雪影 (60)

 何も知らずにリニューアル版を買っていろいろと閉口するところがあった。無粋なことを書いておくと、つくりかけのままメーカーが解散して公式サイトがなくなったことを、あるときから姉がいなくなって埃だらけの廃墟のような老朽家屋が残されたことにダブらせてみたくなる。本当に美しいものには手が届かなくて、いろんなものがつかりかけのまま。そういう我慢と諦念を、ゆっくりと凍らせていく、あるいは包み込んで抱えていく雪。深雪というヒロイン自身もそんな我慢と諦念を抱えていて、年に数日間だけ会える彼女が温かく迎えてくれること、迎えてくれるというだけであとはただ窓の外の雪を見ながら一緒に座っているだけということ、やることといえば雪かきかお祭りを見に行くくらいで、それ以外は時計の止まった家の中でお互いの存在の温かさを噛み締めているだけ。雪国の人がどう思うのかは分からないけど、そうでない地域を基準に考えれば、雪とか冬の冷気というのはそうでない何もない状態に加えられたノイズであって、コミュニケーションの純度を下げる障害物のはずで、事実他人との物理的な距離は(少なくとも厚着した衣服の分は)遠のくのだけど、不思議なことにそのノイズがかえって空間を満たすエーテルか何かのような媒体となって、人との距離(心理的な距離か)を近づけるような気がする。無色透明なものは記憶しにくいから。雨は音が出るので本当にノイズだけど、雪は反対に音を吸収し、雪を踏む足音とか相手の声とか、自分の近くの音以外を消してしまうから、人との距離が近くなる気がするのかもしれない。そして冷たさは温かさを感じさせてくれる。当たり前の話だけど。人間は引きこもっているときでもいろんな活動に支えられていて、本当に外界を遮断したらそれは雪山にこもって動けなくなるのと同じことで、生命の維持すらあやうくなる。好きな人と一緒であればそれはかえって幸せな時間なのかもしれないけど、そうではなく一人で長い時間をすごさなくてはならなくなった場合は自分の孤独と向き合うことになる。主人公の来る冬以外には山や洞窟にこもっていた深雪、どこかのルートでひっそりと一人で子供を生んだ深雪、洞窟の墓所で防寒着を着て一人冬が過ぎるのを待っていた深雪。自分からは語ろうとしないからこそ、彼女の静かなたたずまいが印象に残る。あとやっぱ、子供の頃から立ち絵があって、大きくなっていってもその表情とか声に静かな連続性が感じられるのがよい(反対に、リニューアル版の新規絵は情緒が薄くて異物感が強く、いきなりどこかのロリゲーの絵が乱入してきたようで、ある意味で雪女的なホラー要素を演出的に強化していた……無理やり好意的に解釈すると)。一番最後のシーンで、人里を離れて青い空の下を二人だけで歩いていくことを決心したという。CGは病室のなかから見上げる二人だったから、ひょっとして比喩的な意味で言ったことなのかもしれないが、山に帰った二人の幸せを描いた話も見てみたい気がする。

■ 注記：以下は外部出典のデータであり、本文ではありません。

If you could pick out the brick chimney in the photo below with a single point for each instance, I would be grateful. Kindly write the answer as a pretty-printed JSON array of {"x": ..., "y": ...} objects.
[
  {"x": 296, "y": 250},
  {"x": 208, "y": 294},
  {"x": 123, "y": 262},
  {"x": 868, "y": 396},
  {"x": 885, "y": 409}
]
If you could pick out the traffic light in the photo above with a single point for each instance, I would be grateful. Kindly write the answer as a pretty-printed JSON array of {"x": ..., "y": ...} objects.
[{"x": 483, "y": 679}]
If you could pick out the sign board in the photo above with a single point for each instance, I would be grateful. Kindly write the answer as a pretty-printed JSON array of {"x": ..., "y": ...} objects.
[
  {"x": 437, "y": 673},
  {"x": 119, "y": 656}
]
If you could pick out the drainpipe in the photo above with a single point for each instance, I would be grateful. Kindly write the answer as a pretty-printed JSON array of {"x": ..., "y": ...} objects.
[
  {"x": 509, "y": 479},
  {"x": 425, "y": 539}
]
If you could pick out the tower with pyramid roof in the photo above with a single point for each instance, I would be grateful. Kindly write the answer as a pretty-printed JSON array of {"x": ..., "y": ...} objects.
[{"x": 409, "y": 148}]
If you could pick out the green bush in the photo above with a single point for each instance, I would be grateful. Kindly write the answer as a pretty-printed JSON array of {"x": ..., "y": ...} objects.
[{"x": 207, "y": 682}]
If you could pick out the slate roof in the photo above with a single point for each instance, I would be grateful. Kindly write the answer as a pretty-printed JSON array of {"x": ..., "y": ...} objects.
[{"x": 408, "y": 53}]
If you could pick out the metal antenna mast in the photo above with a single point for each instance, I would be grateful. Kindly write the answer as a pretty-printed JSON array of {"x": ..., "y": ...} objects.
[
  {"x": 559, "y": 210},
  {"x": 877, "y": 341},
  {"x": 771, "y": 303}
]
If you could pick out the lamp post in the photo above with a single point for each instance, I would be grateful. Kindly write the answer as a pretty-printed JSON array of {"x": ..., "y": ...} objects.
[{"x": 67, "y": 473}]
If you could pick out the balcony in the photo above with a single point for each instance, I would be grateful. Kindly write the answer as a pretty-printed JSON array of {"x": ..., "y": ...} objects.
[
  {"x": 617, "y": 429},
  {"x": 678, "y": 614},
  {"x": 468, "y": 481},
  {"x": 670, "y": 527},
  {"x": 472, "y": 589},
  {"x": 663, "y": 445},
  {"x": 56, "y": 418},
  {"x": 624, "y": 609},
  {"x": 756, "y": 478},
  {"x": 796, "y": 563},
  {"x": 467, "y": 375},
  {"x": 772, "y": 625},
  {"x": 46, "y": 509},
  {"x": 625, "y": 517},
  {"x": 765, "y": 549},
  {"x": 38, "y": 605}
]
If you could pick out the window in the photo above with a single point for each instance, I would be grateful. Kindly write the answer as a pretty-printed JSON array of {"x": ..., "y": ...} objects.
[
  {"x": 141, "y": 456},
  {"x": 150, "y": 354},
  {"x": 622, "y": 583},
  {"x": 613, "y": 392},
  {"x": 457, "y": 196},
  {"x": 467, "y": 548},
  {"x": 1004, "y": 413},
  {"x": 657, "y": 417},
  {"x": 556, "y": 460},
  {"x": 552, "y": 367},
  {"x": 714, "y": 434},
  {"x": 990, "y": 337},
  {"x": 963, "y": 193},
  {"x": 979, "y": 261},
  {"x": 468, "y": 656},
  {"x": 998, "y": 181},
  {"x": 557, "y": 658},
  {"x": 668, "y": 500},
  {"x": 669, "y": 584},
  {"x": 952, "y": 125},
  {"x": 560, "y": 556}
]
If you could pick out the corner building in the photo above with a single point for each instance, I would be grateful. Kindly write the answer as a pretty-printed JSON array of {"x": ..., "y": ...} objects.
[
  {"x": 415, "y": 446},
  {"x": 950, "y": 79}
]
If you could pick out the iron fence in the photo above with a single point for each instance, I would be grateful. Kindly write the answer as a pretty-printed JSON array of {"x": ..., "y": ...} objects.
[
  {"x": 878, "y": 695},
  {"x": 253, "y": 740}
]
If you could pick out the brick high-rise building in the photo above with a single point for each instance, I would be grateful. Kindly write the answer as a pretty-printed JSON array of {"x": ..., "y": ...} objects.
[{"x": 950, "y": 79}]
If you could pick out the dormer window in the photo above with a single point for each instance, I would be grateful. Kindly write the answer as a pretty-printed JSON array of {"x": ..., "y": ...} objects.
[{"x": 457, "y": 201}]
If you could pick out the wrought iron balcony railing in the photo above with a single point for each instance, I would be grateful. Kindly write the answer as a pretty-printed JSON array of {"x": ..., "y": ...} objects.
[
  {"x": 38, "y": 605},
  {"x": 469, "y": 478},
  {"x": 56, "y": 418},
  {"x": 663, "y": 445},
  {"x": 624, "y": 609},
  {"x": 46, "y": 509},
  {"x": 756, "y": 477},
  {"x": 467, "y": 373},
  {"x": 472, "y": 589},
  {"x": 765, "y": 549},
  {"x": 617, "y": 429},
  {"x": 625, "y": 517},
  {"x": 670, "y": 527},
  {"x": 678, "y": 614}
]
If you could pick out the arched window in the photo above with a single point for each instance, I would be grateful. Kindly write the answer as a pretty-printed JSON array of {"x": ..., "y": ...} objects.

 紫子についても一言。彼女の立ち絵の寒さで上気した感じの頬がすばらしい。深雪とは違うが、雪国の元気な女の子にべた惚れされて献身的に尽くされるというのも贅沢な夢である。北都南さんの声もすばらしく、最近はあまり耳にしていなかったので染み入る。何かの他愛無いせりふで「〜じゃなくない?」のイントネーションをギャル風ではなくきちんと発音してくれたときにはなんだかちょっと感動してしまった。紫子の奉納舞のシーンがなかったのはちょっと残念だった。最後では、家を立て直す資金を貯めるために二人で東京に出るという。紫子も本当によくがんばったので、かみのやまを離れてしまうのではちょっと残念だが、その幸せな後日談を想像するのは楽しいことだろう。
 消え行く山人・山家たちをテーマにした物語は花散峪山人考で堪能させてもらったけど、あちらの凄絶なお話と異なり、降り積もる雪のように静かな物語もまたよかった。